Table 5 Comparison of recent SMZ adsorption studies
Full size table

Conclusion

The objectives of this work were achieved as follows:

  1. 1.

    This work proved the concept of plastic waste valorization into carbon-rich materials via a facile one-pot solvent-free pyrolysis route and successfully used the solid carbon product to remove SMZ from aqueous solution.

  2. 2.

    The carbon yield was enhanced with temperature, and the optimum yield was achieved at 600 °C.

  3. 3.

    The effect of temperature on the morphology, surface area, porosity, structure, and crystallinity of the produced chars was successfully investigated and discussed. Increasing temperature improved the CP’s graphitization and the formation of CMS and CNT. The mean pore diameter of the CP increased slightly with temperature, while the opposite occurred with the total surface area and pore volume.

  4. 4.

    CP-600 showed good SMZ adsorption when all prepared adsorbents were tested for their adsorption capabilities toward SMZ.

  5. 5.

    An optimization study using RSM showed that the optimal operating conditions for achieving 99.99% removal were pH 3.0, a catalyst dose of 0.9 g/L, and an SMZ concentration of 12.4 mg/L.

  6. 6.

    SMZ adsorption was favorable in acidic conditions, and the mechanism occurred primarily through π–π electron stacking or π+–π electron donor–acceptor interactions between C=C bonds in SMZ and that of the prepared graphitic adsorbent. Electrostatic interactions and hydrogen bonding were secondary adsorption mechanisms.

  7. 7.

    The SMZ adsorption followed the PSO better than PFO and ELV. Both Langmuir and Freundlich models were good fit for the SMZ adsorption isotherm. Mutually, LFD and IPD controlled the diffusion mechanism of the adsorption. The adsorption process was endothermic and spontaneous.

  8. 8.

    CP-600 was reusable in five cycles.

  9. 9.

    The prepared CP-600 in this work exhibited higher adsorption capacity and faster kinetics than most adsorbents used in SMZ adsorption, indicating the potential for large-scale application.

The use of plastic waste in this work can eliminate the cost of purchasing precursors like coal, thereby reducing cost. Moreover, the valorization in this work provides an excellent solution to managing the environmental pollution from waste plastics through simple, green, and profitable technology.
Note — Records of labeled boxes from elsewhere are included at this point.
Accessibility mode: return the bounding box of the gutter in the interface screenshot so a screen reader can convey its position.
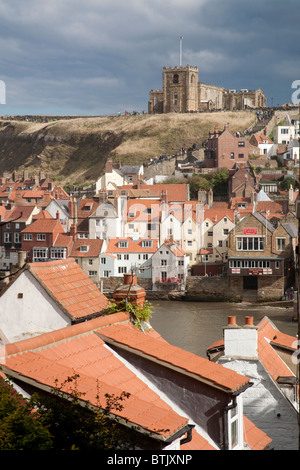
[223,382,253,450]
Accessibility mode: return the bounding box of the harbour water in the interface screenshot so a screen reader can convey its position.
[150,301,298,357]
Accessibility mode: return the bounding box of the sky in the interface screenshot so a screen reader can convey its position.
[0,0,300,115]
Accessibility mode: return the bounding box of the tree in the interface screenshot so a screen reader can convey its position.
[280,176,296,191]
[0,380,52,450]
[0,374,140,451]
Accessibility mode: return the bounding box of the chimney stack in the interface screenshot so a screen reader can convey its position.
[113,274,146,307]
[223,316,258,359]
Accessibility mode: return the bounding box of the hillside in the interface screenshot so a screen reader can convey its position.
[0,111,256,185]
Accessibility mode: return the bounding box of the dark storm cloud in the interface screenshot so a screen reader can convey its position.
[0,0,300,114]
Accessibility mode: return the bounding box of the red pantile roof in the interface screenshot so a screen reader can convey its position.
[98,323,249,391]
[106,237,158,254]
[0,312,253,450]
[26,258,108,319]
[244,415,272,450]
[22,218,64,233]
[208,317,298,381]
[0,313,188,440]
[70,238,103,258]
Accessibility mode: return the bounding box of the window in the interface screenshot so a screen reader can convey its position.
[14,232,21,243]
[51,248,66,259]
[142,240,153,248]
[89,271,97,276]
[4,232,11,243]
[33,248,48,261]
[228,397,243,450]
[236,237,264,251]
[276,238,285,251]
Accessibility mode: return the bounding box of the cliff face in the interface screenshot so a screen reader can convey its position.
[0,121,122,184]
[0,112,255,185]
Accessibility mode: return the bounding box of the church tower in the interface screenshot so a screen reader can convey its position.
[163,65,199,113]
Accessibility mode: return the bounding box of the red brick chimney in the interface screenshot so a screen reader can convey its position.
[113,274,146,307]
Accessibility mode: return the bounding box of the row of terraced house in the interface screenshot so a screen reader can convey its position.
[0,156,298,298]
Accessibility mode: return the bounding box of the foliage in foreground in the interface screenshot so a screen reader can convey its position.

It is recommended that further studies be conducted to:

  • Assess the potential of upcycling other types of plastic into carbon-based adsorbents for SMZ removal.

  • Test adsorptive ability of CP-600 to remove other antibiotics, micropollutants, heavy metals, and real wastewater.

  • Magnetize CP-600 to enhance its recyclability.

  • Perform detailed economic analysis to evaluate the profitability of the technology.